The Office for National Statistics has released some fascinating data showing the percentage of households in every district in Britain who have access to a private outdoor space. (An earlier version of this piece said gardens, but it’s possible these figures include balconies and so forth too.)

My colleague Michael has already written up the headline findings, noting that ethnic minorities and manual workers were less likely to have private outdoor space than the rest of the population. He also noted that Londoners were the most likely to be living without private outdoor space: 21% of households in the capital don’t have gardens, compared to between 7% and 13% elsewhere in the other nations and regions of the UK.  

But this, if anything, understates quite what an outlier the capital is. In the median local authority, 90.4% of households have gardens: in half the councils in Great Britain, more households have access to gardens; in half of them, fewer do. Literally every London borough has more homes without gardens than that. (The closest to the average is Havering, where 89.7% of households have gardens.) 

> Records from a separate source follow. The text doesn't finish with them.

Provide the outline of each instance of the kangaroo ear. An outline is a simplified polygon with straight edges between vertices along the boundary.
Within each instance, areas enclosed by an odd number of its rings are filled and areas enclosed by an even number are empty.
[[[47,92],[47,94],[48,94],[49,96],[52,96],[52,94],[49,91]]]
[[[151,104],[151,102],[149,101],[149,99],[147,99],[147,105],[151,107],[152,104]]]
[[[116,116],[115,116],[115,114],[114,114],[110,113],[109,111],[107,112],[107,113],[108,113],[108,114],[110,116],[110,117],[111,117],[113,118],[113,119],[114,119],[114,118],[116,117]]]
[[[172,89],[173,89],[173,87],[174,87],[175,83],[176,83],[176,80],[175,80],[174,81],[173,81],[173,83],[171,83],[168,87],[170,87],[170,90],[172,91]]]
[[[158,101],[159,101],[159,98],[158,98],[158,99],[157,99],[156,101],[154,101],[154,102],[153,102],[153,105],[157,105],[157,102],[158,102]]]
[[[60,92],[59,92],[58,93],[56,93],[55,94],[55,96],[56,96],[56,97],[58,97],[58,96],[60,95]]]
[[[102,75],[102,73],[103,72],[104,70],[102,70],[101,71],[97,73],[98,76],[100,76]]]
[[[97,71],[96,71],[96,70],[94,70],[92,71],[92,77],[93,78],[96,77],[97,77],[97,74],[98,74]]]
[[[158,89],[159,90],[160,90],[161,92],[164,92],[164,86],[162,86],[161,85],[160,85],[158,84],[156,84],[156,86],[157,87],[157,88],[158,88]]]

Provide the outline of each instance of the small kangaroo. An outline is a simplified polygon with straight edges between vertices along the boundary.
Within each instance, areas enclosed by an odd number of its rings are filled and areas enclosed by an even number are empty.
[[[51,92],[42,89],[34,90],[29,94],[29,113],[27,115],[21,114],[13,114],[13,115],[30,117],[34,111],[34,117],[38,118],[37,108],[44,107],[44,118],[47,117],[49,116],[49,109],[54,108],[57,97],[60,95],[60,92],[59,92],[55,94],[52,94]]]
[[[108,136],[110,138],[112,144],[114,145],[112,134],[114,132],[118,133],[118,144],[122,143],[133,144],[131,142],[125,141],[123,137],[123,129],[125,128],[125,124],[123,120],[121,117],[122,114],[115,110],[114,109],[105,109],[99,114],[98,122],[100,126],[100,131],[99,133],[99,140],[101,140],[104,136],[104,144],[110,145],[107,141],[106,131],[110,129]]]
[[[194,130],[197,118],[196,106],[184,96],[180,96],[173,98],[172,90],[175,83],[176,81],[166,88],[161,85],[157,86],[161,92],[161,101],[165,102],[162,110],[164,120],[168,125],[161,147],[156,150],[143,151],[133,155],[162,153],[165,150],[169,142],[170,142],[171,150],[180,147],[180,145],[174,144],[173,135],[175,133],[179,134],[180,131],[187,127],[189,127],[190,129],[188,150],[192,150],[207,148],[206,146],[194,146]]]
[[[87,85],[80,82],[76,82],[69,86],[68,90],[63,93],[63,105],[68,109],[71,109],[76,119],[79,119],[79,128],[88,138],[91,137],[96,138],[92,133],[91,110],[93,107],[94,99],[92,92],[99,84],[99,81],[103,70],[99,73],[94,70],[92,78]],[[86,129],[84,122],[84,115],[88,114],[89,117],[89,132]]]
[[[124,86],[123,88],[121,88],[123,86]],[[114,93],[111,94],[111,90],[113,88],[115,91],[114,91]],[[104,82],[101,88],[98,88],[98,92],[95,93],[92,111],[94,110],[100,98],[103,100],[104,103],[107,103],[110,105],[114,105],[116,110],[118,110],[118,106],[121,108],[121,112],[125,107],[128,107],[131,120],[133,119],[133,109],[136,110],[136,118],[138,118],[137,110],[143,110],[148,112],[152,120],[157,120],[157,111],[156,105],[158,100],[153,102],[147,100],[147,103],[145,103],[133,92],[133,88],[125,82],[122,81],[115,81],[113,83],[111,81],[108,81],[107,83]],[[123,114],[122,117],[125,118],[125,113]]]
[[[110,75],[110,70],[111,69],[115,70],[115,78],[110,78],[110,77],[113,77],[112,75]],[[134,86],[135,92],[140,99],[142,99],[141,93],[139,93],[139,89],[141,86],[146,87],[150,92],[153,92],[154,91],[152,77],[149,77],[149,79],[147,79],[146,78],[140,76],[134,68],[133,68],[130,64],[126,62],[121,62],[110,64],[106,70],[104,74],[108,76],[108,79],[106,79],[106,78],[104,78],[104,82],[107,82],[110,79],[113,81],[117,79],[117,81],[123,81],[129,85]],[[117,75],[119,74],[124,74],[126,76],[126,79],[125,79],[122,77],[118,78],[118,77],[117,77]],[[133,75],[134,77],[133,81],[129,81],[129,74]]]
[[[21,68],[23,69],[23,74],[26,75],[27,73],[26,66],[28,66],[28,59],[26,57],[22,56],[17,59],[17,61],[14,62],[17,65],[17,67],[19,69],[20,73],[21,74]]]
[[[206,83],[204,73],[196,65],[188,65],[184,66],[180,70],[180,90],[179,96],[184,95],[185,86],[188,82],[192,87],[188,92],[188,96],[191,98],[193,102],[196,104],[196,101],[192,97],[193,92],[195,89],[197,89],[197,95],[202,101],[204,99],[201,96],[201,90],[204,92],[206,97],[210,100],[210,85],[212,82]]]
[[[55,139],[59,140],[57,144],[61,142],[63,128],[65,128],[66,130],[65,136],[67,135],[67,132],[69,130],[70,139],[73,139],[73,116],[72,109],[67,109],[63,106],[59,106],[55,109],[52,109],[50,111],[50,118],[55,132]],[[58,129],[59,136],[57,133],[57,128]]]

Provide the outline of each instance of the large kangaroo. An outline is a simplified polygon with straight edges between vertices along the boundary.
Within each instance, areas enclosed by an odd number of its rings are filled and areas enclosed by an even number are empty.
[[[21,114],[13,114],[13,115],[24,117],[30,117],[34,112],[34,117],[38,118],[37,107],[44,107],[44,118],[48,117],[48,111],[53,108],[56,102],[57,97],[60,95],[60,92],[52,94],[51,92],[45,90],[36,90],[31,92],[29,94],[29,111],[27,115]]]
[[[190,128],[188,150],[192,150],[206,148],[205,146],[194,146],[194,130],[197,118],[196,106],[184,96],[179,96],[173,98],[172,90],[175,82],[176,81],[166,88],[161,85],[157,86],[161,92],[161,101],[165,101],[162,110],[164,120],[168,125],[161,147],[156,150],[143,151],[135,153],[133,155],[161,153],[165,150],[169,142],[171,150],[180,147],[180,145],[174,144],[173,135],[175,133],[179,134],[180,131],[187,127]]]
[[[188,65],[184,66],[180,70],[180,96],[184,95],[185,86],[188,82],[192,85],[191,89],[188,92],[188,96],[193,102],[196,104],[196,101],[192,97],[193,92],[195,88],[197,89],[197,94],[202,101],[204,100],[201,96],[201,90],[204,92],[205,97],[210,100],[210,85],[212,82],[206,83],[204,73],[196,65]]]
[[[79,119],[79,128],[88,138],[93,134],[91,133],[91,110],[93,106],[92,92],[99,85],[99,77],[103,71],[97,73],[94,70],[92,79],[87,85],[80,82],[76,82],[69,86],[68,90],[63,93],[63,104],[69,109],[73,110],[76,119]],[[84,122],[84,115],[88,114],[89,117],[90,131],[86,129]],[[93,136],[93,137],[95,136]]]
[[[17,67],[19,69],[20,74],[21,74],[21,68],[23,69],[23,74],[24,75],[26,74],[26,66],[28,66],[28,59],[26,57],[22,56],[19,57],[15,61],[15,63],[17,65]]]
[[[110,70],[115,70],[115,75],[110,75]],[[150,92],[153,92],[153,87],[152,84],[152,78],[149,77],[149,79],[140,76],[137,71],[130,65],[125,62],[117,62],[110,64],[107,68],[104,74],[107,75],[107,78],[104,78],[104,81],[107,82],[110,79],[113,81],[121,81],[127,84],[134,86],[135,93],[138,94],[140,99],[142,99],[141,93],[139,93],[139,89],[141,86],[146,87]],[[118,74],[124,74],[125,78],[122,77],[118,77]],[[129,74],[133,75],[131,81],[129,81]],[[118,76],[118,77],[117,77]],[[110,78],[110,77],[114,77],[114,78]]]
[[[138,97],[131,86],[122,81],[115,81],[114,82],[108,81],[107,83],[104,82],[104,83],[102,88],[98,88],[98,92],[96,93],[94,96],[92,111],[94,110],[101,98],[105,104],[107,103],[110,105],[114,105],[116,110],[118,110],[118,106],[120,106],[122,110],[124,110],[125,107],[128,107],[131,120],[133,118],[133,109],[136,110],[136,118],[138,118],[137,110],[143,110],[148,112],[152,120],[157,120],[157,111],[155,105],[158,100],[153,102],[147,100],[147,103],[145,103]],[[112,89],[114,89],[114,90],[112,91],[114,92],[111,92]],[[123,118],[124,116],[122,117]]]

The nine councils in which fewest households have gardens are all in London. In five London boroughs – Tower Hamlets, Camden, Westminster, Southwark, Hackney and Islington – that number is under 70%. In the City of London it’s just 7%, though given that this is the City of London we’re talking about it’s almost surprising it’s that high. (Honestly, where are all the houses with gardens hiding in Europe’s biggest financial district?)

The New Statesman’s head of data David Ottwell has turned the data into this map:

That white space in and around central London might offer some insight into why, despite lockdown, the capital’s parks have remained quite so crowded recently: 44% of Londoners live within five minutes of a park,

Two other interesting things I’ve spotted this morning. Firstly, London’s first major new cycle path is open – it’s not, as TfL suggested last week, along Euston Road, but along Park Lane. (The latter has fewer junctions, and so may have been less of a technical challenge to construct.) Here are some pictures, courtesy of the capital’s walking and cycling commissioner Will Norman:

 

 

Secondly, some cheery traffic stats. Not a single person has been fatally struck by a car in New York City for a record 58 days. In London, meanwhile, there has not been a single such incident in the whole of May. Every cloud, eh?